Распознав знакомое «Иже херувимы…», недавно исполненное Варей под аккомпанемент низкого, бархатного голоса Азариила, он очнулся от отупляющей полудремы, в которую ввергало утомление, и, приподняв брови, обвел рассеянным взглядом прихожан. Старушки стояли, крестом сложив на груди руки, уткнувшись глазами в пол, и не шевелились. Маленький и чуть курносый профиль замершей рядом Вари, ее пушистые ресницы, пшеничная прядь волос, выбившаяся из-под платка, и нежные бледные губы… да вся она, дышащая здоровьем и силой молодости, на фоне отживших свое, потухших и сгорбленных женщин казалась нелепым видением. Призрачным ангелом, одухотворенным и непорочным, по ошибке угодившим в унылое царство старческих болезней и стенания о грехах в преддверии гробовой доски. Глядя на нее искоса, Андрей недоумевал, что привело ее в церковь в столь юном возрасте, какие такие «грехи» тяготили невинную душу и требовали самоистязаний постами и исповедью.

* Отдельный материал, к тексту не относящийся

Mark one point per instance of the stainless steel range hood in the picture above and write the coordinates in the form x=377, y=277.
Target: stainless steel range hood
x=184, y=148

— Руки, — беззвучно шепнула Варя без осуждения, скорее понукающе, заметив его пристальное внимание. И вновь потупила взор.
Андрей пожал плечами и покорился, обхватив ладонями плечи. Подумаешь, ему не трудно.
— …Тайно образу-у-юще, тайно образу-у-юще… — пел клирос. — Та-а-а-айно…
Андрей замер. Прислушался. И внезапно ощутил, как неведомая сила, зарождаясь в груди, против воли стискивает горло.
Пели об ангелах… Или нет. Пели ангелы. Мелодичные переливы высоких женских голосов, оттененные мужским баритоном, казалось, перебирали натянутые струны души, неожиданно откликаясь в самой глубине естества тягостной, мучительной болью. Он стоял, одеревенев, охваченный смятением, со стиснутым судорогой горлом и задыхался. Глаза жгло.
Это от прогретого воздуха. От сладости ладана, бередившей в памяти незаживающие раны потерь. От медового аромата расплавленного воска. От духоты, мутившей рассудок. Потерянный, в каком-то головокружительном ошеломлении Андрей ощущал, как заиндевевший в груди комок оттаивает, отогревается, растекается, превращается в пар и стремится вширь, и рвется ввысь, не умещаясь в своей костяной клетке. И ноет, пульсирует, болит, потому что откуда-то из-за Царских Врат сквозь два тысячелетия на него с вселенской грустью и пониманием смотрит нищий сын плотника. И выдержать этот взгляд невозможно.